Bugüne kadar kıza güç gösterisinden başka bir şey yapmamıştım. Onu kendimden ne kadar uzak tutabildiysem o kadar uzak tutmuştum. Bana yaşatılanları o da yaşamasın diye, benim karanlığıma bulaşmasın diye alıp en uzağa koymuştum onu. Ama beynime sokayım ki bir kere bile durup hislerini düşünmemiştim.
Öfke ile bağırıp yumruğumu direksiyona geçirdim.
Anne ve babamın yokluğuna bir de kendi yokluğumu ekleyerek daha da kötüye sürüklemiştim her şeyi. Ben sadece onu düşündüm, ona zarar gelmesin diye yaptım ne yaptıysam. Ama görüyordum ki kendi karanlığımdan uzak tuttuğum küçük bebeğime başka karanlıklar yaklaşıyordu.
"Ah, o Merih'i s*keceğim!" Bir kez daha yumruğumu geçirdim direksiyona. Nereden çıkıp gelmişti ki bir anda? Neden gelmişti? Kütüphanede Dolunay'ın ona gülümsediği aklıma gelince dişlerimi sıkıp gaza daha fazla yüklendim. Aptal kız, onun kim olduğunu bilmiyordu. Aptal.

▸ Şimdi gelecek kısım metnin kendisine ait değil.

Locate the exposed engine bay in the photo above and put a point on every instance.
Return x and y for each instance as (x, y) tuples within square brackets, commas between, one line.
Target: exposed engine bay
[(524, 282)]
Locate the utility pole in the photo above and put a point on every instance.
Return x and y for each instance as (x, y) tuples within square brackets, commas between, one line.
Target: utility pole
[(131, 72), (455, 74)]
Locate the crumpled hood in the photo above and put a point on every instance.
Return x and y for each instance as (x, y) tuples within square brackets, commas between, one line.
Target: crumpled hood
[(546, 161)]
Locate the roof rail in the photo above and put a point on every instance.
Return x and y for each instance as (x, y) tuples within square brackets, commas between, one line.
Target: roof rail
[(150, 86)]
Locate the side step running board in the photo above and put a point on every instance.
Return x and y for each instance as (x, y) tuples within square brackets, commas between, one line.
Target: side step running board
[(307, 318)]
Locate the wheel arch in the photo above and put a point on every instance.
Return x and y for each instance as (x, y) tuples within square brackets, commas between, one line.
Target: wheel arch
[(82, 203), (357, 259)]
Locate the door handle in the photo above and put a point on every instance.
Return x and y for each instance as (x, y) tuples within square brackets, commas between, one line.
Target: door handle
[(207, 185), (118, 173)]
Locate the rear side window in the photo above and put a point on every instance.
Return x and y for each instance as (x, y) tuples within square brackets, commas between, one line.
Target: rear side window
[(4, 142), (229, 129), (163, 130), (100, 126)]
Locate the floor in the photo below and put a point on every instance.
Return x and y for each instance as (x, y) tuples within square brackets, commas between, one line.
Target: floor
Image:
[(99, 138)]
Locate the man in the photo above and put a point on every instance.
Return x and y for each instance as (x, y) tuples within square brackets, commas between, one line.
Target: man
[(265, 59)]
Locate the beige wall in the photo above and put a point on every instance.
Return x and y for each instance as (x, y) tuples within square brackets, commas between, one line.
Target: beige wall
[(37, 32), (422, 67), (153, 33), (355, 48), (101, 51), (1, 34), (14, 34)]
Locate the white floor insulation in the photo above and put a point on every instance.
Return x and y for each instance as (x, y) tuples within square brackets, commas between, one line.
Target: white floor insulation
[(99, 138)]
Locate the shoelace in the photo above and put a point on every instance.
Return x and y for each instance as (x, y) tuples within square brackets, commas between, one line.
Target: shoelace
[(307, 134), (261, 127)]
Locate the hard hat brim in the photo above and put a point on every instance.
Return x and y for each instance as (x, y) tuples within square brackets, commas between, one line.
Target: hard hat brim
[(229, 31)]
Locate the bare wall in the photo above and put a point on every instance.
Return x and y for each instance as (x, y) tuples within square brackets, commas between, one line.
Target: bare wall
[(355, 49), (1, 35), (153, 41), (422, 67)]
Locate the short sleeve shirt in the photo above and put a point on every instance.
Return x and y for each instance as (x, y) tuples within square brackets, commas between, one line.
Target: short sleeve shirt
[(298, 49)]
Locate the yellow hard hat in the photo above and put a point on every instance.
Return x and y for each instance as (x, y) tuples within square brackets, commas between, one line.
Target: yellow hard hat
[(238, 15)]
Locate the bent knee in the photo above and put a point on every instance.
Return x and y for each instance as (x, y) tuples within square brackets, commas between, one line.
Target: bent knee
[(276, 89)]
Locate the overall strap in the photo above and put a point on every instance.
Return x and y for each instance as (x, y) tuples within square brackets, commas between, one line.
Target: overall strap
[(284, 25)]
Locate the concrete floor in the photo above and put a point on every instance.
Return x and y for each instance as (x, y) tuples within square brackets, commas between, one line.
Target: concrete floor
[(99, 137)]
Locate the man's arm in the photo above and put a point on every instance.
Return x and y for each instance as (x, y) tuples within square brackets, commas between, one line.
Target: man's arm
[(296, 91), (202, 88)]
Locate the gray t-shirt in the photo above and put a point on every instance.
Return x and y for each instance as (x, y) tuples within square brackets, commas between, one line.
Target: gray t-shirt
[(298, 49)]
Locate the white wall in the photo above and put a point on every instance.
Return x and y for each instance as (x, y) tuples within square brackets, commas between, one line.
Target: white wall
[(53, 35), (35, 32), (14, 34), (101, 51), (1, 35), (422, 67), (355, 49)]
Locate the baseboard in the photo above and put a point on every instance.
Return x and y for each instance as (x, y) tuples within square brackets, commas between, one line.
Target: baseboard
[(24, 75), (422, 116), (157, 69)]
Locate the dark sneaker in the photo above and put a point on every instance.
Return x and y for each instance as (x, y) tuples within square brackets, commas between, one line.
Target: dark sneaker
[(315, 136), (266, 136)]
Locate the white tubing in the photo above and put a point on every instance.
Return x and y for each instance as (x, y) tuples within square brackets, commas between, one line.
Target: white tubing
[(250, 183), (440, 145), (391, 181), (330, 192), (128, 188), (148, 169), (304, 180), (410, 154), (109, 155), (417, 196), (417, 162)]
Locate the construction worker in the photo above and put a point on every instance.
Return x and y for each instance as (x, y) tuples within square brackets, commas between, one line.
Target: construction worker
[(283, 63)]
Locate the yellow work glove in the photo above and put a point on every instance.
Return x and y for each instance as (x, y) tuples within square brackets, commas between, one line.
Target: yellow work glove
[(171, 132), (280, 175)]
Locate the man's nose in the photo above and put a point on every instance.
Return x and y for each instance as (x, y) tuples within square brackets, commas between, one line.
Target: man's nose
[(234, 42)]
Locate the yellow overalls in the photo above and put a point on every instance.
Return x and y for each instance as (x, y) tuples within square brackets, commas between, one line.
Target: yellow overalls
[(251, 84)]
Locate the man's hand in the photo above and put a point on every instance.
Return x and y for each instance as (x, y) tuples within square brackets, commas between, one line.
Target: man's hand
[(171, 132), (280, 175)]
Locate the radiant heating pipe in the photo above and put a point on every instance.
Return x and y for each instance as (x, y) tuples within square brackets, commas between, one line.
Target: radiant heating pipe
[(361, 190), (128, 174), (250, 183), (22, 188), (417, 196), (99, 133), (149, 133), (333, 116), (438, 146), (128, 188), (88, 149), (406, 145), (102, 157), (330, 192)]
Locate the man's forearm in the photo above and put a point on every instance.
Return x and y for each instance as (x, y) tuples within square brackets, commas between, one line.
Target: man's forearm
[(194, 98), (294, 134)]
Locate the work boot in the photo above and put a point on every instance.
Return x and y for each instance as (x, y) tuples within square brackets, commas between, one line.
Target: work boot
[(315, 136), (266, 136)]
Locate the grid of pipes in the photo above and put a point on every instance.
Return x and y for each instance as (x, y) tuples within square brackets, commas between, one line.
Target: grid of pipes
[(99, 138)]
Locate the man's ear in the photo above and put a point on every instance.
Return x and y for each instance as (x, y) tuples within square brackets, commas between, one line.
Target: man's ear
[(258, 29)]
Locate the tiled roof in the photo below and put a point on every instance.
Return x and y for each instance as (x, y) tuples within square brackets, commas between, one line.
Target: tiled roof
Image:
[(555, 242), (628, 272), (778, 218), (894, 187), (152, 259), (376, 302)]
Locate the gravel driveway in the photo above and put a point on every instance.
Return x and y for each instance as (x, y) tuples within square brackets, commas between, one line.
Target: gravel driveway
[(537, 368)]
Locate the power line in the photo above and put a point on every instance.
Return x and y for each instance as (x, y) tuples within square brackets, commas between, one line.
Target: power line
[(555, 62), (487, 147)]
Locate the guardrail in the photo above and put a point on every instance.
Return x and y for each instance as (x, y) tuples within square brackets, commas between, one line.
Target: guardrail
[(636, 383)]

Bir türlü öfkem dinmiyordu. Bir bara gidip kafa dağıtmaya çok ihtiyacım vardı ama daha Dolunay beni geçen gün öyle sarhoş görmüşken yine görsün istemiyordum. Arabayı diğer arabaların arasından makas attırarak her zaman gittiğim uçuruma sürdüm.
.
Arabayı tam uçurumun kenarında durdurup kapıyı açarak dışarıya çıktım. Kapıyı kapatırken ona 'bu kapı senden değerli' dediğim aklıma gelince kırılacak derecede hızlı kapattım. Kapı bile ondan değerliymiş! Gerçekten ama gerçekten s*ktir edilesi bir abiyim.
Saatlerdir orada öylece bilmem kaçıncı paket sigaramı bitirmiştim. Hava çoktan kararmıştı ve saate baktığımda neredeyse gece yarısı olmuştu. Artık eve gitmem gerektiğinin farkına varıp arabaya binip eve gittim. Eve girdiğimde evin içini bir tek camlardan giren ay ışığı aydınlatıyordu. Dolunay odasındaydı anlaşılan.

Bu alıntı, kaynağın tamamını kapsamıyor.